Now Kathy and Joe are like boyfriend girlfriend and ass-u-me that Kathy is kinda a bit more realistic in life (kaka.. some might call her a money face hor)

So the reason Kathy goes out with Joe is that Joe is a up-coming young executive. (good prospect mah) Earning more and more money each single year or at least this is what Joe tells Kathy.

So recently, Joe tells Kathy that because of this new job prospect, which will pays him so much more salary, he needs to invest in himself. And to do that he needs to borrow more money. And after all the investments, Joe finally gets the new job and the much higher salary.

However, Kathy felt that something is not right somewhere. Despite the higher paying job, this Joe always no money one. Whenever they go 'kei-kei', Kathy always end-up paying the bills for one reason or another.

So Kathy decides to look deeper... (LOL!!... yeah, money face but isn't it logical for Kathy to check Joe's accounts.)

Now despite his higher salary, Joe's bank account has been depleting. Kathy wonders how can? She has been paying for most of the expenses. And then she discovered Joe's loan statements. Now despite getting more salary, Joe's loans keep increasing and increasing.

How? Kathy is wondering big time if Joe has been bruffing her on his salary and she totally cannot understand why Joe's personal loans keep increasing all the time. (Maybe Joe is cheating on her and Joe got another gal? Maybe Joe got gambling habits? Maybe Joe is a pure simple bull-shitter? how?)

Guess what Kathy should do....

:D

LOL!!!.... dunno whether me story telling is good or not.... :D

anywayyyy...

Now let's put Megan back into perspective.

Think of Megan's earnings to be the same as Joe's salary.

And ask ourselves a simple question: If Megan's earnings per share is really solid then how come Megan's cash keeps depleting?

Take this recent quarter as an example. Megan's earnings was reported at 19.8 million.

Fantastic.

But look at the cash balance. Think of yourself as Kathy, checking on Joe's bank balances.

Last quarter, Megan had 97.587 million in cash equivalents. This quarter? 54.370 million. WoW! Cash depleted some 43.217 million!

Where did all the Moola go?

For a company that announced it earned 19.8 million... why did the cash deplete by some 43.217 million?

And then the loans. Loans increase by another 25.040 million.

So how?

Again... if you are Kathy... and this is how Joe's personal finance looks like... would you stay or would you go?

And from a business perspective, say this company tells you it made some 19.8 million in cash, but its piggy bank decreased by some 43.217 million and its loans increased by some 25.040 million.... do you see any wealth creation within the company? Or do you see farther destruction of value within the company? If so, would you be a sucker to invest in such a company?

Again simple commonsense reasoning isn't it?

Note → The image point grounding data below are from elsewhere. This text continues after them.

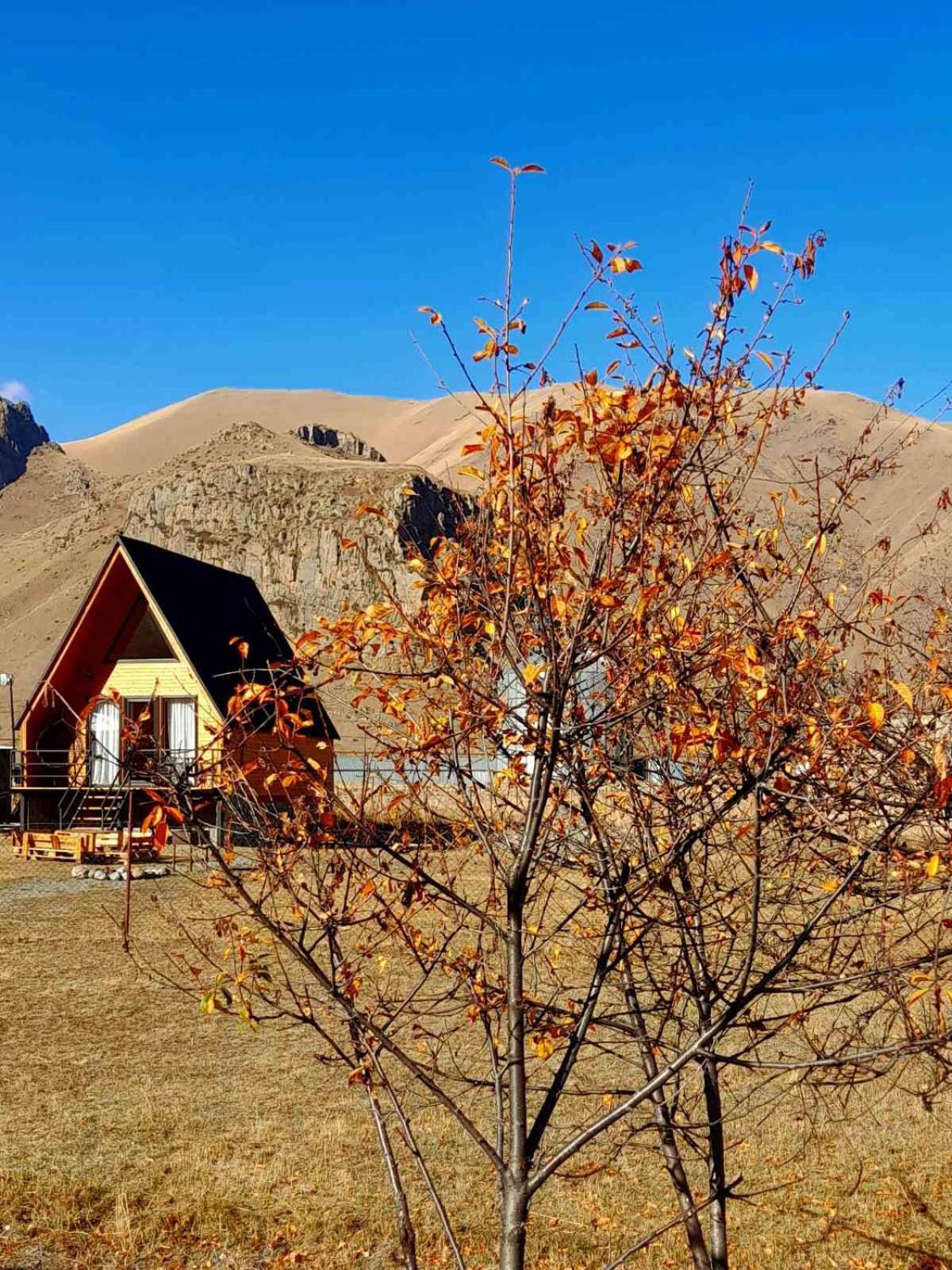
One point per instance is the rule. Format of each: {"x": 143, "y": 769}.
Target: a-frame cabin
{"x": 137, "y": 695}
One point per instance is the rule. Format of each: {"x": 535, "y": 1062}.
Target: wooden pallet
{"x": 88, "y": 846}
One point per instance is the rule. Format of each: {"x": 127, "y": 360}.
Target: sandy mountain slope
{"x": 424, "y": 433}
{"x": 196, "y": 476}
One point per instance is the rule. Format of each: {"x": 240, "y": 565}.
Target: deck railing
{"x": 63, "y": 770}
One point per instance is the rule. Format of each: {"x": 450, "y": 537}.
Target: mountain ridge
{"x": 224, "y": 475}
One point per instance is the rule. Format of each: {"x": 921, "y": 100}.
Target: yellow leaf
{"x": 904, "y": 691}
{"x": 876, "y": 713}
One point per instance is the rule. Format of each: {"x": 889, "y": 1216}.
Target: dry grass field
{"x": 135, "y": 1133}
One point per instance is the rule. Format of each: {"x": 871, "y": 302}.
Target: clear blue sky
{"x": 262, "y": 196}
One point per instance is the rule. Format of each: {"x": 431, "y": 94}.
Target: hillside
{"x": 420, "y": 433}
{"x": 197, "y": 476}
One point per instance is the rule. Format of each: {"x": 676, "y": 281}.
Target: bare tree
{"x": 653, "y": 829}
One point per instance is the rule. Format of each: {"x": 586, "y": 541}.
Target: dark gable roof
{"x": 207, "y": 607}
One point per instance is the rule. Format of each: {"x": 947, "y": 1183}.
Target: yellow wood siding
{"x": 164, "y": 679}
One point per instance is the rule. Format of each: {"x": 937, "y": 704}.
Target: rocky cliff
{"x": 344, "y": 444}
{"x": 278, "y": 511}
{"x": 19, "y": 436}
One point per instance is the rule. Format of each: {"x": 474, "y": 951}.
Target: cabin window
{"x": 105, "y": 743}
{"x": 182, "y": 732}
{"x": 143, "y": 734}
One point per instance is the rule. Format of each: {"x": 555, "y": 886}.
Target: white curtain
{"x": 105, "y": 743}
{"x": 181, "y": 723}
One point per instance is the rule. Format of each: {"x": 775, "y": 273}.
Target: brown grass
{"x": 133, "y": 1133}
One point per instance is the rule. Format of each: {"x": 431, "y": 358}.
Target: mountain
{"x": 19, "y": 436}
{"x": 420, "y": 433}
{"x": 198, "y": 476}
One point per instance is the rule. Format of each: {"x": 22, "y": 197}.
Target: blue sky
{"x": 263, "y": 196}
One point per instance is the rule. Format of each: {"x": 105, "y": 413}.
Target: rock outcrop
{"x": 19, "y": 436}
{"x": 343, "y": 444}
{"x": 279, "y": 512}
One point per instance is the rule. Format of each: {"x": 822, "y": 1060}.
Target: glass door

Anyway... the share price. LOL!!... would Megan see some upside or downside? I have no idea BUT from a business perspective or investment perspective, does it matter how much Megan trades? If a company makes 19.8 million and one cannot find any wealth creation within the company, does it make sense to invest in it at a cheap price? ie if Megan falls to 40 sen, would you buy?

Do you belive in the investing method of investing in a lousy business at a cheap price?

Or would it rather make more sense to invest in a good quality business at a cheap price?